Figure 4. In the region of the proximal crh promoter, Dex increases crh occupancy by GR and HDAC1, and leads to increased Ac-H4.

Figure 4

Open in a new tab

ChIP analyses were performed to determine (A) GR occupancy, (B) HDAC1 and 3 occupancy, and (C) degree of H4 and H3 pan-acetylation. As in the case of the ICC experiments (Figs 1 and 3), cells were treated for 2 hrs. Error bars represent SEM. n=3–5 for each ChIP analysis. Vehicle is taken as one (left bars). (*) Dex treatment is significantly different than vehicle for GR (p<0.003) and HDAC1 (p<0.014) occupancy, and for the degree of H4 acetylation (p<0.006).

3.1.5 CRH-ir co-localizes with HDAC1- & 3-ir in the mpPVH

To study the effects of Dex in vivo, rats were subjected to adrenalectomy (ADX) with or without Dex treatment. Numerous cells displayed HDACs and histone acetylation marks. Furthermore, immunoreactivity for both HDACs and Ac-H3 and -H4 co-localized with CRH-ir, suggesting physiologic relevance of histone acetylation to crh regulation (Figs. 5 & 6).

Figure 5. HDACs 1 and 3-ir are present in CRH-ir PVH parvocellular neurons.

Figure 5

Open in a new tab

Hypothalamic sections from Sham ADX (A, E), ADX (B, F), and ADX + Dex (C, G) treated rats were examined for CRH-ir (red) and HDAC1- and 3-ir (green). (D,H) There is no significant difference between treatments for either combined HDAC1- and CRH-ir (D) or combined HDAC3- and CRH-ir (H). Bars: Low magnification =100µm; high magnification (inset) = 20µm. (△) no co-colocalization, (▲) co-localization.

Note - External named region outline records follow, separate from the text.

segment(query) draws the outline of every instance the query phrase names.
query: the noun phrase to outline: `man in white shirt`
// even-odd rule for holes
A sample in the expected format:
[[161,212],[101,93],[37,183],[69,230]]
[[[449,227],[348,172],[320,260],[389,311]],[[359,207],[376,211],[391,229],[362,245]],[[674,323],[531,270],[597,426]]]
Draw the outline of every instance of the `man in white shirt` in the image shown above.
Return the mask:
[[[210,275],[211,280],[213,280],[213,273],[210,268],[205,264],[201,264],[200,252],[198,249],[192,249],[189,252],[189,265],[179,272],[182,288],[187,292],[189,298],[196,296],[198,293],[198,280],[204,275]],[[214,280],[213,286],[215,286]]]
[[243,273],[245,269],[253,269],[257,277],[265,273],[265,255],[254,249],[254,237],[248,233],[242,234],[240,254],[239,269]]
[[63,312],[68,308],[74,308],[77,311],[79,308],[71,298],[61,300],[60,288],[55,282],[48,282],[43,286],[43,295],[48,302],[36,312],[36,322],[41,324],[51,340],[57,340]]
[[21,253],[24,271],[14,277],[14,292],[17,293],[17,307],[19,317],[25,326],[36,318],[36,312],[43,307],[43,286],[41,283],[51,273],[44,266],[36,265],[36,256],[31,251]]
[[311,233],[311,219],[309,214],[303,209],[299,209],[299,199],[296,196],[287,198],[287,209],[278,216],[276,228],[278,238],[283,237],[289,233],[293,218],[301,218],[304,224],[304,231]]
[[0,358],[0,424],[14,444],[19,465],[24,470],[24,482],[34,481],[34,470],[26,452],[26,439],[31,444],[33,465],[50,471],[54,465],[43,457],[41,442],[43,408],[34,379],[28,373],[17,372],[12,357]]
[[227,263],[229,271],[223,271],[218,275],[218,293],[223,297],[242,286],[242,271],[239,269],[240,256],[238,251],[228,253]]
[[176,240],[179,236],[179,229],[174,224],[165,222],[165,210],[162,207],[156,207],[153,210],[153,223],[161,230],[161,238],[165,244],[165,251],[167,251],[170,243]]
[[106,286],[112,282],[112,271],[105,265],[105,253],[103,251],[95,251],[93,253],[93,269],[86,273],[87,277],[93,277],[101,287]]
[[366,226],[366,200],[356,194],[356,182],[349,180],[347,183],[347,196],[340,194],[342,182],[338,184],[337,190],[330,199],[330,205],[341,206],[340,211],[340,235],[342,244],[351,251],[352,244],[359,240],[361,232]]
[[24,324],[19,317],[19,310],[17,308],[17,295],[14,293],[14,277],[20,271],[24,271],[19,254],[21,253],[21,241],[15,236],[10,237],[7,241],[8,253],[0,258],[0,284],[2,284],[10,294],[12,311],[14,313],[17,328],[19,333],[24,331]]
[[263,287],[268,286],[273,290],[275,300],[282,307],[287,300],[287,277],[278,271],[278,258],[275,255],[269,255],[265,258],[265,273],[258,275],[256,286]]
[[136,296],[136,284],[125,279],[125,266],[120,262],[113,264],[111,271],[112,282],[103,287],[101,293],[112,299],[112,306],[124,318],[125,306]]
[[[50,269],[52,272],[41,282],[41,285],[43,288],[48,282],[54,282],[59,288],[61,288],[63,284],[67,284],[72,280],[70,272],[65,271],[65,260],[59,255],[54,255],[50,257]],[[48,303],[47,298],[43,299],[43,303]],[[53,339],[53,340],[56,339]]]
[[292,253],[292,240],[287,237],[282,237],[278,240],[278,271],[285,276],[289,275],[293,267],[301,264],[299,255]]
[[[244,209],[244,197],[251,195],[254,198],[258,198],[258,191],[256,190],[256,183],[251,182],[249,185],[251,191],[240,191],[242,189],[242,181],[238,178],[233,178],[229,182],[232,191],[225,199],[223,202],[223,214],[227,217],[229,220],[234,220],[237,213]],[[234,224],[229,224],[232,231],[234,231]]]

Figure 6. Dex replacement leads to increased numbers of pan-acetylated H3- and H4- ir in CRH-ir PVH parvocellular neurons.

Figure 6

Open in a new tab

Hypothalamic sections from Sham ADX (A, E), ADX (B, F), and ADX + Dex (C, G) treated rats were examined for CRH-ir (red) and pan-Ac H3- or 4-ir (green). (D,H) The number of CRH-ir cells that display either Ac-H3- or Ac-H4- ir increases after ADX. This increase is attenuated in the presence of Dex. Bars: Low magnification =100µm; high magnification (inset) = 20µm. (*) Significantly different from SHAM and ADX+DEX p<0.05. (▲) co-localization.

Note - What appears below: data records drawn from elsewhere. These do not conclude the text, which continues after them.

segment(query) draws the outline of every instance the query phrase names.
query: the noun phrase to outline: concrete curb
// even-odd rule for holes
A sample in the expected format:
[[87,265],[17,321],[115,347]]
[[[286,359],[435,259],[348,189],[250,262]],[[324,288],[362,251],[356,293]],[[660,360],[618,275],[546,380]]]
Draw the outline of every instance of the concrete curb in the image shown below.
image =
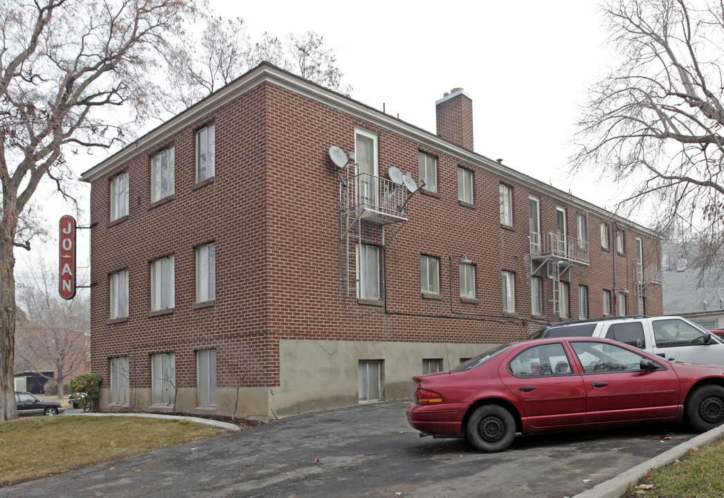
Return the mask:
[[724,435],[724,426],[715,427],[618,474],[613,479],[597,484],[583,493],[578,493],[573,498],[621,498],[629,486],[635,486],[651,469],[667,465],[677,458],[681,458],[691,448],[707,444],[722,437],[723,435]]
[[157,413],[64,413],[63,416],[85,416],[85,417],[144,417],[146,418],[164,418],[166,420],[185,420],[195,423],[203,423],[207,426],[213,426],[219,429],[227,431],[238,431],[239,427],[233,423],[227,422],[219,422],[218,421],[209,420],[208,418],[198,418],[196,417],[182,417],[177,415],[159,415]]

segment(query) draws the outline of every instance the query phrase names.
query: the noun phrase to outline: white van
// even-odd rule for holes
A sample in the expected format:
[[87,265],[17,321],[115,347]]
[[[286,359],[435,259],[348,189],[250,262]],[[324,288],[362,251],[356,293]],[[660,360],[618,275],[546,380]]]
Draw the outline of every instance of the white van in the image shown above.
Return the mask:
[[617,316],[553,324],[530,339],[586,336],[625,342],[670,361],[724,366],[724,342],[681,316]]

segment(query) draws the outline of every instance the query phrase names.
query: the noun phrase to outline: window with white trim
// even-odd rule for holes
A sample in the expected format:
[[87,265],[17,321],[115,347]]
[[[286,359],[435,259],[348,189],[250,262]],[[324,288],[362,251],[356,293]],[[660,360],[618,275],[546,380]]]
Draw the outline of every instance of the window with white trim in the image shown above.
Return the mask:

As predicted from numerous studies, ADX led to an increased number of CRH-ir cells (here 2–3 fold), which was attenuated by treatment with Dex (Figs. 5 & 6, B & F and data not shown). The number of neurons that displayed dual immunoreactivity for CRH-ir and either HDAC1 or 3 was determined across treatments. There were no significant differences between treatments for either HDAC1 and HDAC3 (Fig 4D and H). In distinction, the number of Ac-H3 and –H4 –ir cells that displayed CRH-ir increased after ADX (Fig 6 D and H) and were reduced by Dex administration.

4.1 Discussion

4.1.1 Summary

The findings presented indicate that HDAC1 plays a role in glucocorticoid-mediated down regulation of crh expression. Over-expression of HDAC1 restores Dex inhibition of TSA-stimulated crh promoter activity, and Dex leads to increased HDAC1 occupancy in the region of the crh proximal promoter. These findings are specific in that neither happens in the case of HDAC3. Specificity is also present in the degree to which H3 and H4 acetylation is present in the proximal region of the promoter. There is no response to Dex in the degree of H3 acetylation, whereas the degree of H4 acetylation increases. In addition, the in vivo findings reveal co-localization of CRH-ir with both HDACs and with both pan-AcH3 and -AcH4; thus, the in vitro findings likely bear on in vivo regulation of crh expression.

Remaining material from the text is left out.